I love the Hardy series, but the characters and their characterizations in this one were either Lescroart's earliest renderings of them or a result of something having gone terribly wrong. The multiple (convenient) deaths which follow the first crime stretched credulity. The gratuitous violence involving the murders of two men and the apparent suicide of a "good" guy felt like shortcuts the writer used to build up a (not so convincing) momentum to justify the stupid vigilante climax. I am so glad to have not read these in order. Had I "watched" Dismas, Abe and Moses in this episode, it would have tainted their characters for me and I would not have read the later books.

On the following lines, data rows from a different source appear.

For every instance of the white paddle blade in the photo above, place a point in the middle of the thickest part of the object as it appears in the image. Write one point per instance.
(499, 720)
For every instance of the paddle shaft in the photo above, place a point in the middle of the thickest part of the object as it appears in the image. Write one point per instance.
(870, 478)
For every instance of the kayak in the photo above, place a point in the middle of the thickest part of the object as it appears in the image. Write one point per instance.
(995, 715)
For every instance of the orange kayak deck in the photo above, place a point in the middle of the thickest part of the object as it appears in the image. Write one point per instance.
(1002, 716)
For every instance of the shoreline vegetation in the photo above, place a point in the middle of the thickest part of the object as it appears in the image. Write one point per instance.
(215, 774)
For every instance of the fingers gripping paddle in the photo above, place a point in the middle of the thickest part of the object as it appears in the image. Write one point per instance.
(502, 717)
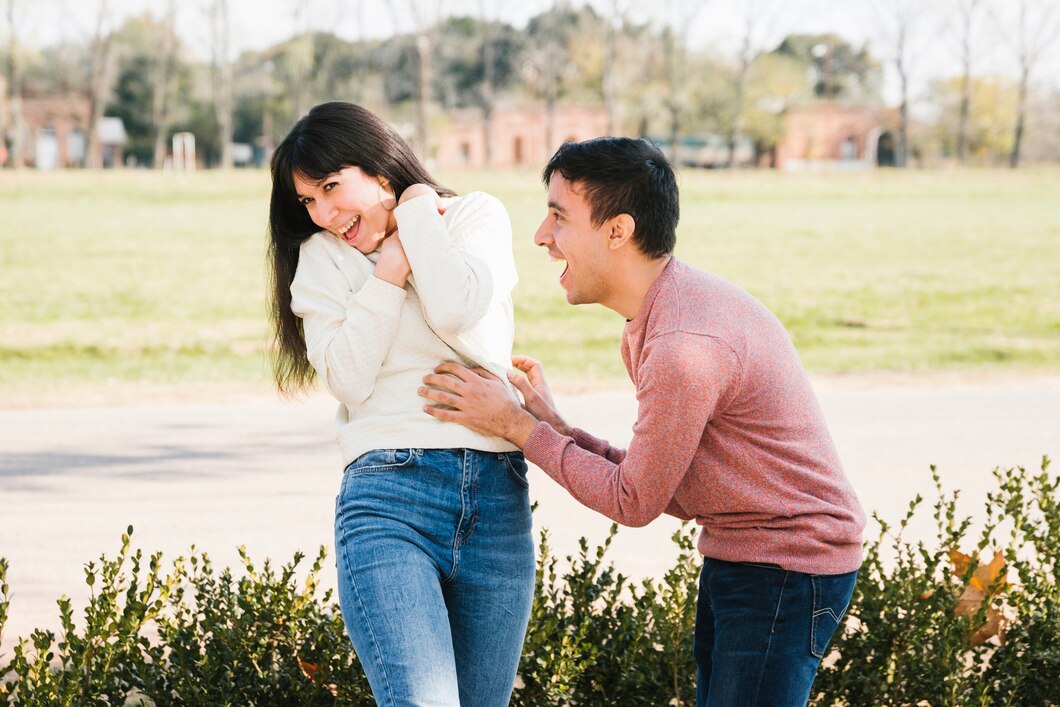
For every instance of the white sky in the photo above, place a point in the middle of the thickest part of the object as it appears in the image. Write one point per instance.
(259, 23)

One problem that kept popping up for me was whenever Hardy was about to do something unethical, he ran it by other people who had to tell him that it was unethical, who listed the legal reasons, etc.. Hardy is a lawyer, and I don't care how close to home the threats may have loomed, he did not need people to remind him of the risks he was taking. That felt like overkill and word padding.

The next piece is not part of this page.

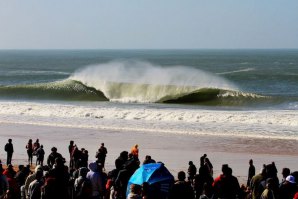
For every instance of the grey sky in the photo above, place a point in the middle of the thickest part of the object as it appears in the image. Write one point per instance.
(134, 24)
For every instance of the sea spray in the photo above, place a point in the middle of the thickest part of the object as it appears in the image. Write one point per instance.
(139, 81)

I HATED the rendering of Abe Glitsky in this one. Again, had I read it before coming to "know" him later in the series, I would have been less interested in him. Here we see him as a weak, scared, easily-intimidated man who, by the way, was willing to bend the rules at the request of his father. The Glitsky of the later books would have felt and done none of this. Lescroart would have us believe that a man (whatever his mettle) is easily compromised and his nature almost destroyed by what happens on his job. In this book, Abe was serving detention, demoted from head of Homicide; his passive job in Payroll sapped his masculinity and his common sense. I think this is a little more telltale about the author than the character. The role played by Glitsky is a political/social statement: Take my job away, and the man/woman I once was no longer exists.

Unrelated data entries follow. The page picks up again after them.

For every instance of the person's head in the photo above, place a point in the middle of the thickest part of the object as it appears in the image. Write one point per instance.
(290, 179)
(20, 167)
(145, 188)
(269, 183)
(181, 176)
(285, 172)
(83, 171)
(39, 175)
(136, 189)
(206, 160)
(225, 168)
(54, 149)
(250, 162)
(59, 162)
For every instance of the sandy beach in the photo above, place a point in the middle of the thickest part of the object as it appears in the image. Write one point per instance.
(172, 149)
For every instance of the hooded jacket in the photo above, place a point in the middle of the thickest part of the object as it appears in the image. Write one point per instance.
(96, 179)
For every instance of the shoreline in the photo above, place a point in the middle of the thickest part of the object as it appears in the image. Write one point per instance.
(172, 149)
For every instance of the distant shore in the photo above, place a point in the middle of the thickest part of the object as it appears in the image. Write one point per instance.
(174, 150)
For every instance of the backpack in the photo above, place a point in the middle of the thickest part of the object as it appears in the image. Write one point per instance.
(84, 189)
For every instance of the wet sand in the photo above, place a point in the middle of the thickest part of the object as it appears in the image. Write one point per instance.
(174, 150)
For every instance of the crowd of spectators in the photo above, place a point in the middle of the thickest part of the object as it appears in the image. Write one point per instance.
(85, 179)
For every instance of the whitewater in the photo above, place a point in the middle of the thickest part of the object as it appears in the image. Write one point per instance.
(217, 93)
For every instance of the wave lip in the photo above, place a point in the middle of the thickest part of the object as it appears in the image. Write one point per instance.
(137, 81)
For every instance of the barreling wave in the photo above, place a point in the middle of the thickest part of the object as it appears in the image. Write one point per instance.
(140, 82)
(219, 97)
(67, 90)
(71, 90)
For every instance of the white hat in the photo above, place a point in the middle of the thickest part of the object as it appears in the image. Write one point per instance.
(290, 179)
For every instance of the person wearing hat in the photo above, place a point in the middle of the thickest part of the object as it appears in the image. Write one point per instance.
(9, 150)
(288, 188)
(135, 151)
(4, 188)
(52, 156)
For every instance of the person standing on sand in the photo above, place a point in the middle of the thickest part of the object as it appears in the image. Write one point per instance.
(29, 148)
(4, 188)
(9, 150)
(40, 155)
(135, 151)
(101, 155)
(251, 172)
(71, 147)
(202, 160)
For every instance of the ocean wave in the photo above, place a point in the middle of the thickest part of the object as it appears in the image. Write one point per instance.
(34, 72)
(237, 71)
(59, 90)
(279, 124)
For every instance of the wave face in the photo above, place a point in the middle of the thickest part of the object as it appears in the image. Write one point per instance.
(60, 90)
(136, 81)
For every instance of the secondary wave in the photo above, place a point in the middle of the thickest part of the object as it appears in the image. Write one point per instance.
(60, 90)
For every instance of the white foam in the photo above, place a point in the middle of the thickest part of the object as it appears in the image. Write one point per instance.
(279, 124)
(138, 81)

Hardy's client, John Holliday was a bigger character than the other characters in the book. To me, with a series and its recurring characters, this was a mistake. Lescroart gave Holliday a likable though ambiguous disposition and throughout the book we are led to believe that Holliday might be guilty. Those aspects of Hardy’s client should have been subordinate to aspects of Hardy and Glitsky. Holliday’s role should not have been bigger (in effect if not dialogue and presence). Holliday’s presence dominated the epilogue, also starring Glitsky and Hardy.
About the ending: The exoneration and the slaughter were stupid, unlikely. It seemed to reek of the kind of inexplicable carnage that is successful with a series like the Jack Reacher novels by Lee Child. But in Child’s series, Reacher is the protagonist and simultaneously a virtual unknown. Contrasting the ending of Lescroart's "First Law" with the body count endings of a Lee Child novel puts Hardy et al in a silly light.
Lescroart got smart later on. In future installments, Hardy and Abe regain their footing and do more of what they do best. The dialogue improves, the plot and its pacing are right on. In "First Law," the scenes where the two families meet, eat and play were okay, though they lacked the zest of Abe's trademark growl and the zeal of Hardy's and Abe's upbeat spouses and children.
Another problem here is that the book contained too many clichéd problems of the times. Drug/alcohol addiction and recovery, resentful women once wronged, a May-December relationship, residual Vietnam-veteran era rage, marriage/remarriage, dead children, troubled children and second wives, bad cops, good cops, stupid cops, and accidental evidence. These elements are present in all the Hardy books, and the books are generally richer for their inclusion, but in this one, they felt added-on, planted for effect rather than written in as an organic part of the narrative. Lots of beating the reader over the head with the old ghosts to remind us why it was okay for good guys to lapse.
So, while not my favorite, and not a recommended volume, it was okay because it added to the history of the characters we come to know over several more books. I hope there are more Hardy/Glitsky tales to come. Glad this one and Betrayal are out of my way and I can sort of forget the bad impression they made.